Annie’s throat tightened. A terrified “Oh no” fell out of her mouth.
“What’s wrong?” Sal asked in alarm. “Who’s it from?”
Or, Jazz was as healthy as ever and this “important” meeting was good news. Champagne to celebrate her return to Rhodes! She’d always had a flair for the dramatic, after all.
“Jazz Whitaker,” Annie replied.
Sal frowned, trying to place the name. Unlike Annie, he hadn’t grown up here. He’d moved to Rhodes after the playhouse closed.
“She ran the Rhodes Playhouse,” Annie explained.
“That old theater, over on Myrtle, at the other end of town? Jazz used to direct shows there—champion community theater. She lives—lived?—in this incredible Victorian ten minutes outside town.” Annie hadn’t pictured Jazz’s rambling pink-and-purple dollhouse in years.
“She’s older, but we’ve been close since I was a teenager. Back when I was an…”
Annie pulled up short. She’d never told Sal about this chapter of her past. It wasn’t a secret. It’d just never come up.
Sal, sensing a story, nudged. “Back when you were an…”
“An actor,” Annie admitted. “A member of the Rhodes Players, the local acting troupe.”
“What?” Sal stared at Annie with a look of disbelief and salacious excitement. “You? Were in shows? I knew you went to see plays but I didn’t know you were in them!”
Annie blushed. “I wasn’t very good. Honestly still don’t know how I got cast. And all that was a million years ago.”
“What were you in?”
“Just small parts—a fairy in A Midsummer Night’s Dream.
One of the shorter speeches in The Vagina Monologues.
” It was an effort to make all this sound somewhat trivial.
Especially the next part. “And then, when I was sixteen—which I guess makes it twenty years ago—me and three other kids played the Tragedians in a gender-swapped version of Rosencrantz and Guildenstern Are Dead. By Tom Stoppard.”

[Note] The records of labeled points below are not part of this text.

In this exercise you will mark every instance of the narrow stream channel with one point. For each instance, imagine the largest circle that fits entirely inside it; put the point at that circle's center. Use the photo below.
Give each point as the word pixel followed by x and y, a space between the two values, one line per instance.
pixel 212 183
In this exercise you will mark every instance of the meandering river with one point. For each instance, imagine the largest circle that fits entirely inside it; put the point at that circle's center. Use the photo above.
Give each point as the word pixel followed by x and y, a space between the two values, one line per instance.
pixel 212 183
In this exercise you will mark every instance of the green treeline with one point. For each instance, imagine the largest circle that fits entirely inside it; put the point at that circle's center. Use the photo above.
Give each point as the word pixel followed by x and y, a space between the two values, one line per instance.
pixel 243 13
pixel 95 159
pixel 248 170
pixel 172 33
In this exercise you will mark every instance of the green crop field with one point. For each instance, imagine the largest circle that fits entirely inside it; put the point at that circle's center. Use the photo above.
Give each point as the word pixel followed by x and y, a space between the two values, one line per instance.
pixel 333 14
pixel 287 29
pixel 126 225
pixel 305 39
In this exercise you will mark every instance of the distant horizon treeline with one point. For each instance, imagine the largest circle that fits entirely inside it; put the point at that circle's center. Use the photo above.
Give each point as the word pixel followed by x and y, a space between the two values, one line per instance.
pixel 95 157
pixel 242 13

Sal gave an uncomprehending shrug: None of that scanned. “What’s a Tra-gee-dee-uhn?” He spoke the unfamiliar word with vocal baby steps.

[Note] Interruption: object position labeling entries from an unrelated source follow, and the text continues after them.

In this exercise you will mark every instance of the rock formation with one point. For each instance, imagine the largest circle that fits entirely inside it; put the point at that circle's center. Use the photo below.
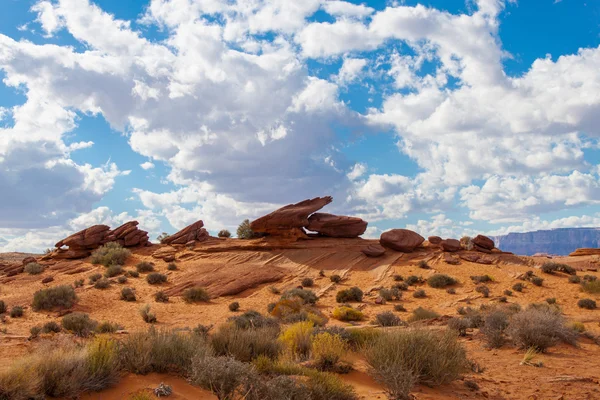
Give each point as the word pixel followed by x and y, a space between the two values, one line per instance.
pixel 401 240
pixel 192 233
pixel 290 220
pixel 336 225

“Um, a troupe of traveling Elizabethan actors,” Annie replied.
“The story’s sort of set inside the play Hamlet from the perspective of two of the minor characters.
” No easy feat to spontaneously sum up the absurdist, existential tragicomedy.
“The four of us did mime and tumbling and physical comedy.”
But of course, the teen quartet was so much more than just castmates.
“Look at you and your multitudes.” Sal seemed impressed. He nodded at the note card in Annie’s hand. “So, what’d Jazz say?”
Mysteriously little.
The Rhodes Playhouse had been little more than background scenery for years—until now.
Memories surged, hot and fast, too big to shove back into the box she kept them in.
She could almost hear the hushed murmurs of the audience.
Feel the heat of the stage lights. See the secret spot in the green room backstage, where cast members scratched their names into the plywood.
Was her name still there, next to the others’?
Queen bee Vicky, with her take-no-prisoners ’tude. Insecure Dylan, the baby of the group, who’d followed Vicky around like a lovesick puppy.
And, of course, Lola Wilson. The girl Annie had trained herself never to think about.
Warm hazel eyes the color of golden hour. The broad, stunning smile not many could summon. A brain even more exquisite than her face. Everyone knew she was going to be a star. And now, she was. Globetrotting on movie sets, leading a life that was light-years away from Annie’s own.
The first girl Annie had ever loved.
The girl whose heart Annie had broken with a lie she’d never been brave enough to undo.